During this talk, Gremlin's Jacob Plicque (Chaos Engineer & Resilience Coach, former Senior SRE @ Fanatics) will answer the 5 W's (Who, What, When, Where & Why) of Chaos Engineering.
You’ll Learn:
* The systematic way to begin Chaos Engineering
* The value of running chaos experiments to build more reliable systems and confidence in your remediation processes.

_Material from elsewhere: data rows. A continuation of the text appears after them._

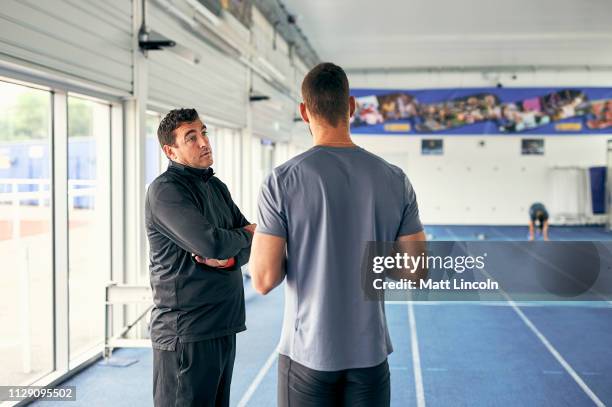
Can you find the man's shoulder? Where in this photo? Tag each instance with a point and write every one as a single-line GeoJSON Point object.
{"type": "Point", "coordinates": [163, 183]}
{"type": "Point", "coordinates": [377, 161]}
{"type": "Point", "coordinates": [310, 159]}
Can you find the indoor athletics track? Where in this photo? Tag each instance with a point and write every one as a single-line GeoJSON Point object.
{"type": "Point", "coordinates": [446, 354]}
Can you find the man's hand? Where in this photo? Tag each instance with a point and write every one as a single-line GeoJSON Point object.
{"type": "Point", "coordinates": [211, 262]}
{"type": "Point", "coordinates": [250, 228]}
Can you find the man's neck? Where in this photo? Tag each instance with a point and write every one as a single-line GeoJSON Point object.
{"type": "Point", "coordinates": [332, 136]}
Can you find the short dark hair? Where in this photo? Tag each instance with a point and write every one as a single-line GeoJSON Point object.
{"type": "Point", "coordinates": [172, 121]}
{"type": "Point", "coordinates": [325, 91]}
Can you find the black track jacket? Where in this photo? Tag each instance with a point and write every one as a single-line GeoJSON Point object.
{"type": "Point", "coordinates": [190, 211]}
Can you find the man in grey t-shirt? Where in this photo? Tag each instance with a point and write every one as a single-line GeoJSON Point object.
{"type": "Point", "coordinates": [316, 212]}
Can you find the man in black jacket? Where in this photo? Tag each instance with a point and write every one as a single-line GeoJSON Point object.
{"type": "Point", "coordinates": [198, 240]}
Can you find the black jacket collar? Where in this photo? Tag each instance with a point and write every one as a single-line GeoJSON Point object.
{"type": "Point", "coordinates": [202, 173]}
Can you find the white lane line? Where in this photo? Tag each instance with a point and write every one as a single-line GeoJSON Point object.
{"type": "Point", "coordinates": [568, 368]}
{"type": "Point", "coordinates": [258, 379]}
{"type": "Point", "coordinates": [416, 358]}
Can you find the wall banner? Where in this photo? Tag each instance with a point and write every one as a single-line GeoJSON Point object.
{"type": "Point", "coordinates": [483, 111]}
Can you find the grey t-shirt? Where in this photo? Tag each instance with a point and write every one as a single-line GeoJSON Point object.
{"type": "Point", "coordinates": [327, 203]}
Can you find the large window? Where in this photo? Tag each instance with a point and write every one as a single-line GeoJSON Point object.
{"type": "Point", "coordinates": [88, 220]}
{"type": "Point", "coordinates": [155, 160]}
{"type": "Point", "coordinates": [26, 291]}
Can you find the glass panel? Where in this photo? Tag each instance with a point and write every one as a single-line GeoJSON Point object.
{"type": "Point", "coordinates": [88, 221]}
{"type": "Point", "coordinates": [26, 292]}
{"type": "Point", "coordinates": [153, 160]}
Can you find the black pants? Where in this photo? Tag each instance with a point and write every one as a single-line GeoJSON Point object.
{"type": "Point", "coordinates": [196, 374]}
{"type": "Point", "coordinates": [300, 386]}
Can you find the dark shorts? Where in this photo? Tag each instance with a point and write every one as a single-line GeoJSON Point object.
{"type": "Point", "coordinates": [364, 387]}
{"type": "Point", "coordinates": [196, 374]}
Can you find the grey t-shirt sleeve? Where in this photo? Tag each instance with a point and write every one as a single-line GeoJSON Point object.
{"type": "Point", "coordinates": [411, 223]}
{"type": "Point", "coordinates": [271, 216]}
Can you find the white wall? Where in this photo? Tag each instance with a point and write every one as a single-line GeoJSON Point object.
{"type": "Point", "coordinates": [493, 184]}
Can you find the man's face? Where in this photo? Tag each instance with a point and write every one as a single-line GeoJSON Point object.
{"type": "Point", "coordinates": [191, 146]}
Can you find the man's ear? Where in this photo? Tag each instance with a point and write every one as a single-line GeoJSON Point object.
{"type": "Point", "coordinates": [351, 106]}
{"type": "Point", "coordinates": [304, 112]}
{"type": "Point", "coordinates": [168, 151]}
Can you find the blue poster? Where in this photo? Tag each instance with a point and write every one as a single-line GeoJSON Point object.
{"type": "Point", "coordinates": [511, 111]}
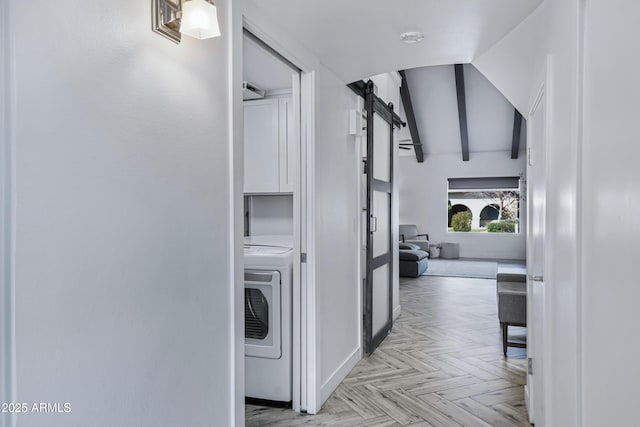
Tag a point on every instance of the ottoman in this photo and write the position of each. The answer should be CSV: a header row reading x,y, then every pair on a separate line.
x,y
449,250
413,262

* How other companies are using Chaos Engineering—and the positive results they’ve seen creating reliable distributed systems with CE
Chaos Engineering is NOT:
* Applying failure modes randomly
* Applying failures to your entire infrastructure straight away
* Applying failure on systems without communication
* Creating a one-off fix to be run once and then abandoned
Chaos Engineering IS:
* Applying failures carefully, and with an explicit hypothesis
* Starting small and growing the blast radius
* Communicating plans clearly with all stakeholders
* Designing a well-defined practice that requires constant attention
Kubernetes:
How to improve the availability and reliability of Kubernetes clusters using the discipline of Chaos Engineering
How to use Chaos Engineering to safely inject failure into your applications and nodes in order to detect weaknesses.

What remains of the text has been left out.